I Feel It Creeping Even Now


Can you explain something to me?  Today my brother turns 60.  How come that makes me feel old?  He’s got me by three-and-a-half years.  Why am I the one that feels old?  As Dayna and I were driving to his party yesterday, I said, “I remember when my mother wasn’t even 60.”  And then we got to thinking about it.  My mother died a couple of years ago at 82, but she was only 46 when I graduated from high school, 49 when I got married.  So my brother turns 60 and I feel my age creeping up on me even now.

Just last summer I was sitting across from my daughter and a college student at Camp Travis, a Christian Camp in Texas.  My daughter has the most beautiful strawberry-blonde hair.  And believe it or not, this college student (what do they know) had the gall to ask my daughter right in front me, “Where did you get your red hair?”  I choked on my carrot stick, as Kristen replied, “From my dad.”  So she looked at me, furrowed her brows as she gave my hair a quick once-over, shook her head, and said to Kristen, “You didn’t get it from him.”  Yep, age is creeping up on me even now.

I wonder what it will be like to be old—you know, really old.  I know what it’s like to be 50s-old, and I’ll ask my brother what it’s like to be 60s-old (insert snicker right here).  But what’s it like to be 70s-old or 80s-old?  In 2006 Good Morning America correspondent Robin Roberts decided she wanted to know what her aged mother was experiencing—she had watched her mom start to move more slowly, to struggle.  And so she wanted to experience it—literally.

In one day Roberts aged 45 years.  Skilled makeup artists shaped her face to look like an 85-year-old.  A jumpsuit designed with special straps and cords was placed on her body that made her feel the muscle-aches and strains people feel when they are getting old.  She felt tired the moment she put the special suit on.  She suddenly couldn’t get up a few steps without a rail—even the cane she used felt wobbly. 

She went to the grocery store to see how age impacted a simple task like shopping—they placed popcorn in a pair of gloves to simulate the crunch of arthritis.  They smeared petroleum jelly on a pair of glasses so she could “see” what it was like to have cataracts.  She couldn’t read labels, and making it through the store became a chore. 

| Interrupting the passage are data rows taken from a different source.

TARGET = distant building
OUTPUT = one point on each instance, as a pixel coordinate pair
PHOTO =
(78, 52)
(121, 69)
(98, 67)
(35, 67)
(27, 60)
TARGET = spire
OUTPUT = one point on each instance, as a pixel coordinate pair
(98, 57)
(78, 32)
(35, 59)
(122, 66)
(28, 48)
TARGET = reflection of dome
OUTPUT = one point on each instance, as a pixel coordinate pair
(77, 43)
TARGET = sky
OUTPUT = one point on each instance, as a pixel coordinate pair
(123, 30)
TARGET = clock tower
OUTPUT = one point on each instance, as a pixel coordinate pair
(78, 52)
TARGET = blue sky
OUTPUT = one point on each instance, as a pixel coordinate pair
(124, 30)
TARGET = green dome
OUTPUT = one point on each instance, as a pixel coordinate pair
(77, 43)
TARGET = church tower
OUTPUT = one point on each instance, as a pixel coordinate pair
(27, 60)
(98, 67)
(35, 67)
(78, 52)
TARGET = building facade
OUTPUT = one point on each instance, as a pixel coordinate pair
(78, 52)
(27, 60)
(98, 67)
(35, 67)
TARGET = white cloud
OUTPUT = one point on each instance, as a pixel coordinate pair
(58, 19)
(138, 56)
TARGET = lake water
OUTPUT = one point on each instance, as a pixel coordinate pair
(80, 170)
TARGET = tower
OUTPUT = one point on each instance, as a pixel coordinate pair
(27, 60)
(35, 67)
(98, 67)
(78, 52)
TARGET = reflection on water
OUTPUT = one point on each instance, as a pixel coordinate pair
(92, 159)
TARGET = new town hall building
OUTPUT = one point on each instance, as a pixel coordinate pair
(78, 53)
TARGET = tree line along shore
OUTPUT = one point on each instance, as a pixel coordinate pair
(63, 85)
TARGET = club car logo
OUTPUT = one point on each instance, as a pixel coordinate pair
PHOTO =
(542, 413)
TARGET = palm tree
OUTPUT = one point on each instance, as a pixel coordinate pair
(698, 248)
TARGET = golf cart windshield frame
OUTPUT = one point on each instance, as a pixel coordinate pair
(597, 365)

Holy smokes!  Someone coined the phrase “Getting old is not for sissies”—by the time the experiment was over, Robin Roberts and her viewers agreed.

Well, I’m not there yet, thank God, but I’m on the way, and with my brother turning 60 I feel it creeping up on me even now.  Maybe I should sit down for awhile.  No, that will just get me there faster.  I think I better go exercise or something.  And maybe I need to pray Moses' psalm with more urgency: "Teach me to number my days, that I may gain a heart of wisdom."  I don't want to be both old and stupid.

Oh well, at least I can take solace in this: all things remaining equal, I may be getting old, but my brother will always be older than me—yuk, yuk, yuk.